Longitude: -3.9994 / 3°59'57"W

OS Eastings: 265011

OS Northings: 313857

OS Grid: SH650138

Mapcode National: GBR 8W.2MXR

Mapcode Global: WH56T.J8R7

Entry Name: Llys Bradwen Medieval Site

Scheduled Date:

Source: Cadw

Source ID: 3200

Cadw Legacy ID: ME022

Schedule Class: Monument

Category: Enclosure

Period: Medieval

County: Gwynedd

Community: Arthog

Traditional County: Merionethshire


The monument comprises the remains of an earthwork/stone-built enclosure. The date or precise nature of the enclosure is unknown, but it is likely to be later prehistoric or medieval.

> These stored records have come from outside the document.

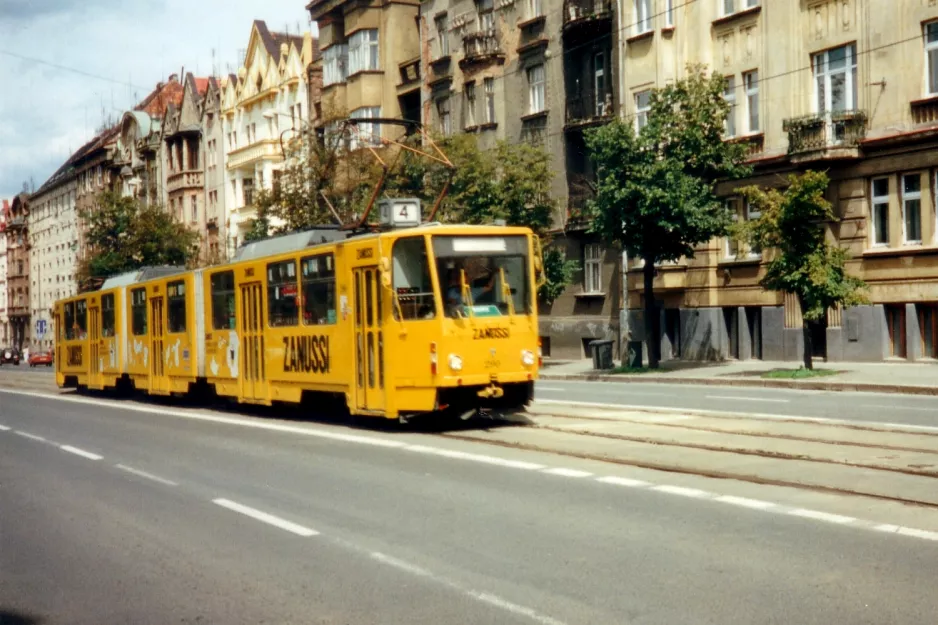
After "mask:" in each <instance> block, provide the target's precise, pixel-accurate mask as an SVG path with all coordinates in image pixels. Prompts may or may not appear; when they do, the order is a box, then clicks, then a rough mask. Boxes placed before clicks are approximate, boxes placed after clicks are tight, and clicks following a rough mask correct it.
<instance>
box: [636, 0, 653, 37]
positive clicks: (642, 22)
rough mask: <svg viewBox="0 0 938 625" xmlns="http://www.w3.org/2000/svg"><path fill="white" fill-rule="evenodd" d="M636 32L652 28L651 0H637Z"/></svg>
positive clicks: (636, 11) (641, 31)
mask: <svg viewBox="0 0 938 625" xmlns="http://www.w3.org/2000/svg"><path fill="white" fill-rule="evenodd" d="M634 18H635V34H636V35H640V34H642V33H647V32H648V31H650V30H651V0H635V15H634Z"/></svg>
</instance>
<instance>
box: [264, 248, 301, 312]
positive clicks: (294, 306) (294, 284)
mask: <svg viewBox="0 0 938 625" xmlns="http://www.w3.org/2000/svg"><path fill="white" fill-rule="evenodd" d="M296 295H297V284H296V261H294V260H285V261H283V262H279V263H269V264H268V265H267V315H268V316H267V319H268V323H270V326H271V327H272V328H277V327H283V326H295V325H296V324H297V321H298V320H299V306H298V305H297V301H296Z"/></svg>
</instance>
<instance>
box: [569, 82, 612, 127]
mask: <svg viewBox="0 0 938 625" xmlns="http://www.w3.org/2000/svg"><path fill="white" fill-rule="evenodd" d="M615 110H616V109H615V104H614V100H613V96H612V89H611V88H610V89H604V90H602V91H600V92H598V93H597V92H596V91H595V90H593V89H589V90H586V91H581V92H580V94H579V95H576V96H574V97H572V98H567V109H566V117H565V119H564V122H565V123H566V125H567V126H568V127H569V126H582V125H590V124H602V123H605V122H607V121H609V120H610V119H612V117H613V115H615Z"/></svg>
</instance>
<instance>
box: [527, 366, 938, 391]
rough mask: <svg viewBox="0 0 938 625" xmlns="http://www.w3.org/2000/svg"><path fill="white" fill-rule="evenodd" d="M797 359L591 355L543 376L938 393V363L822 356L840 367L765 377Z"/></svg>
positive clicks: (651, 381)
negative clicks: (771, 360) (604, 367)
mask: <svg viewBox="0 0 938 625" xmlns="http://www.w3.org/2000/svg"><path fill="white" fill-rule="evenodd" d="M799 366H800V363H798V362H770V361H763V360H745V361H727V362H685V361H668V362H663V363H661V370H660V371H656V372H649V373H621V374H615V373H611V372H604V371H596V370H594V369H593V363H592V360H589V359H584V360H574V361H569V360H568V361H554V362H551V361H545V363H544V368H543V369H542V370H541V373H540V379H542V380H593V381H602V382H626V383H628V382H646V383H649V382H651V383H662V384H707V385H721V386H750V387H751V386H757V387H764V388H798V389H805V390H822V391H868V392H878V393H905V394H910V395H938V363H909V362H877V363H861V362H832V363H826V362H823V361H821V362H818V361H815V364H814V367H815V368H816V369H830V370H834V371H837V372H838V373H837V374H836V375H831V376H827V377H816V378H805V379H798V380H787V379H764V378H762V377H761V376H762V374H764V373H767V372H769V371H772V370H776V369H797V368H798V367H799Z"/></svg>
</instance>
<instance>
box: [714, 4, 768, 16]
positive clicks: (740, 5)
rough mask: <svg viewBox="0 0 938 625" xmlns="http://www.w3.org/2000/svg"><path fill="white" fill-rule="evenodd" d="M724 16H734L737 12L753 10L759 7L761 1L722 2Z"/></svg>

Llys Bradwen consists of a levelled platform running east-west on the north side of the Afon Arthog. The southern edge, above the stream, is a terrace, reinforced and retained with large boulders, and the northern edge is a scarp, probably originally stone-faced, cut into the hillside. The middle of the platform is occupied by a large, roughly-square enclosure c.34m across, defined by a bank c.1.6m wide revetted on both sides by earth-fast stones and boulders, except on the north where it rests under the terrace scarp. To its east a second, smaller square enclosure, c.15-16m across and at a slightly higher level, is similarly defined and adjoins the northern part of the larger enclosure’s boundary. To its south a further area is defined only by the edges of the terrace. The entrance to the main enclosure lies just south of the smaller enclosure. A second gap on the west side of the main enclosure may be modern, although a further levelled area does appear to extend to the west, cut by the modern track. A patch of old cultivation marks above the terrace to the north may have overlain the enclosure. Fenton reported the presence of hut circles in the early 19th century, and there are several possibilities though none is especially clear. Traditionally this is the court, or llys, of Ednowain ap Bradwen, a legendary early medieval chieftain. Roman pottery has also been found on the site, at the foot of the southern bank.

The monument is of national importance for its potential to enhance our knowledge of later prehistoric defensive organisation and settlement. The site forms an important element within the wider later prehistoric context and within the surrounding landscape. The site is well preserved and retains considerable archaeological potential. There is a strong probability of the presence of evidence relating to chronology, building techniques and functional detail.

The scheduled area comprises the remains described and areas around them within which related evidence may be expected to survive.